Poza złośliwą opozycją, kilkoma dniami ewentualnego poślizgu nikt się nie
przejmie. W ogóle wychodzi na to, iż nasza naiwna Konstytucja nadała ustawie
budżetowej przesadnie wysoką rangę. Przecież samo istnienie budżetu jako
kategorii makroekonomicznej okazuje się nie na rękę władzy - zarówno
dysponentom poszczególnych części budżetowych, jak i rządowi w całości.
Tylko tak można wytłumaczyć wniesienie projektu ustawy o budowie i
eksploatacji dróg krajowych, znanej pod nazwą ustawy o winietach.

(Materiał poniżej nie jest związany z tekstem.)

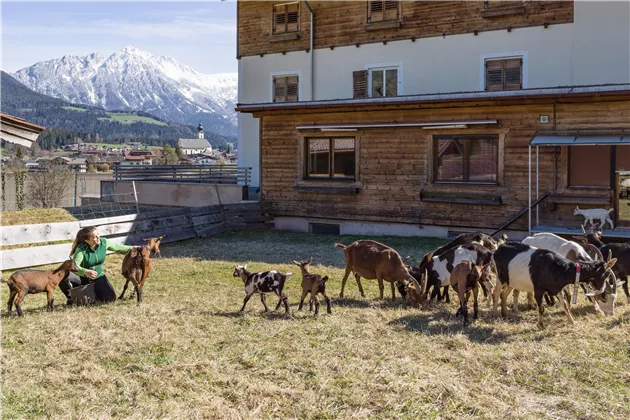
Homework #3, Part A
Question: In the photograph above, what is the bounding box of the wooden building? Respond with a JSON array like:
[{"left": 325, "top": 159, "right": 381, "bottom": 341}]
[{"left": 236, "top": 1, "right": 630, "bottom": 238}]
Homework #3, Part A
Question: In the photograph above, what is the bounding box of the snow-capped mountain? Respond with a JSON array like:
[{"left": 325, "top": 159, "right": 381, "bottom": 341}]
[{"left": 12, "top": 46, "right": 237, "bottom": 136}]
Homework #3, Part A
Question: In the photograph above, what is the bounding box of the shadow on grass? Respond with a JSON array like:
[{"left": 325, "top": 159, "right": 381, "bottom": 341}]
[
  {"left": 389, "top": 310, "right": 512, "bottom": 344},
  {"left": 213, "top": 310, "right": 295, "bottom": 320}
]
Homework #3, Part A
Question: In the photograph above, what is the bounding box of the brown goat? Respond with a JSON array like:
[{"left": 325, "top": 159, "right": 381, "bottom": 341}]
[
  {"left": 2, "top": 259, "right": 78, "bottom": 316},
  {"left": 450, "top": 261, "right": 486, "bottom": 326},
  {"left": 119, "top": 246, "right": 153, "bottom": 304},
  {"left": 335, "top": 240, "right": 425, "bottom": 301},
  {"left": 143, "top": 235, "right": 165, "bottom": 257},
  {"left": 293, "top": 258, "right": 332, "bottom": 316}
]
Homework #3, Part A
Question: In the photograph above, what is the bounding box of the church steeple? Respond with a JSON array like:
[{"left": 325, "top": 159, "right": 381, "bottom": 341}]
[{"left": 197, "top": 123, "right": 204, "bottom": 139}]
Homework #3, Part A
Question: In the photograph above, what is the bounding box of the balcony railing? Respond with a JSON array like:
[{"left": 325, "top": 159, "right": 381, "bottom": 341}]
[{"left": 113, "top": 164, "right": 251, "bottom": 185}]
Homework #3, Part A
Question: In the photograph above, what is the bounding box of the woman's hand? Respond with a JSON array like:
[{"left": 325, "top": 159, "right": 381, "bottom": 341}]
[{"left": 85, "top": 270, "right": 97, "bottom": 280}]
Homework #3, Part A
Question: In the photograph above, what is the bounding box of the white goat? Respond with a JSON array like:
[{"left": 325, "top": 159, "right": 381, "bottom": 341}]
[{"left": 574, "top": 206, "right": 614, "bottom": 230}]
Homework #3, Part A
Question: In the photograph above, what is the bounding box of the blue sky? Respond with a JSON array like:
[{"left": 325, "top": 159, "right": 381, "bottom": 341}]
[{"left": 1, "top": 1, "right": 237, "bottom": 74}]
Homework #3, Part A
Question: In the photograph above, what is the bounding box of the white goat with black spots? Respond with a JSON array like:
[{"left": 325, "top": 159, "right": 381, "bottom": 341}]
[{"left": 233, "top": 265, "right": 292, "bottom": 314}]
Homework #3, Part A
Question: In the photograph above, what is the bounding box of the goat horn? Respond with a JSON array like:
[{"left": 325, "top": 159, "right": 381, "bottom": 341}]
[
  {"left": 410, "top": 274, "right": 421, "bottom": 293},
  {"left": 421, "top": 269, "right": 428, "bottom": 296},
  {"left": 607, "top": 249, "right": 613, "bottom": 262},
  {"left": 586, "top": 244, "right": 603, "bottom": 261}
]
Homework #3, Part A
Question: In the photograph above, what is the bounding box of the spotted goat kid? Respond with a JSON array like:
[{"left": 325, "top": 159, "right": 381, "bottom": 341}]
[{"left": 232, "top": 265, "right": 292, "bottom": 314}]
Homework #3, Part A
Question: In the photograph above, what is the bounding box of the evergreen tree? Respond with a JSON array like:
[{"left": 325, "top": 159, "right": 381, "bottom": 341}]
[{"left": 163, "top": 144, "right": 179, "bottom": 164}]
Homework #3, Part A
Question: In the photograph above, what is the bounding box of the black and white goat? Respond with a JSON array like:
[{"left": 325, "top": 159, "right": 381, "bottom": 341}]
[
  {"left": 416, "top": 243, "right": 494, "bottom": 303},
  {"left": 431, "top": 232, "right": 504, "bottom": 257},
  {"left": 573, "top": 227, "right": 630, "bottom": 304},
  {"left": 493, "top": 242, "right": 617, "bottom": 328},
  {"left": 522, "top": 232, "right": 619, "bottom": 315},
  {"left": 232, "top": 265, "right": 292, "bottom": 314}
]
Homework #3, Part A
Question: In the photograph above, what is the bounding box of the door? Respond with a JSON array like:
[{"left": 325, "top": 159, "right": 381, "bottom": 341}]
[{"left": 616, "top": 145, "right": 630, "bottom": 227}]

To fakt, że pieniądze z podatku wliczonego w cenę paliwa, trafiające do
województw i powiatów jako tzw. część drogowa subwencji ogólnej - w tym roku
jest to kwota ponad 2,5 mld zł - wydawane są na wszystko, tylko nie na
drogi. Starostowie bez skrępowania potwierdzają uprawianie tego procederu,
jako że inaczej musieliby swoje powiaty po prostu zamknąć. Wyegzekwowanie
wydawania subwencji drogowej zgodnie z jej przeznaczeniem jest niemożliwe,
ponieważ jednostki samorządu terytorialnego w rewanżu zaczęłyby egzekwować
pieniądze na wykonywanie ich ustawowych zadań. Jeśli te rozrachunki sektora
publicznego się wyzeruje - wychodzi czarno na białym, że opłata winietowa
jest najczystszym podatkiem.
Najciemniejszą stroną owego podatku jest sama jego konstrukcja. Oto kolejny
gigantyczny strumień pieniędzy ściąganych od społeczeństwa ma popłynąć koło
budżetu! Żadna to pociecha, iż szlaki są już przetarte przez fundusze
celowe, abonament radiowo-telewizyjny i inne podatkowe hybrydy. Projekt
ustawy o winietach zawiera rozwiązanie jeszcze bardziej szkodliwe, niż
utworzenie kolejnego funduszu celowego - mianowicie powołanie spółki skarbu
państwa pod nazwą Zarząd Dróg Krajowych.
Przy ogólnej mizerii budżetu państwa, wszelkie fundusze wyodrębnione ze
wspólnej kasy jawią się oazami dobrobytu - dla ich zarządów. Ideałem staje
się ustalenie ustawą jakiejś sztywnej kwoty lub wskaźnik, które nie
podlegają już żadnej ingerencji w czasie prac nad budżetem. Autorom
koncepcji winiet tak się to podoba, że w swoim tupecie tracą wszelką miarę.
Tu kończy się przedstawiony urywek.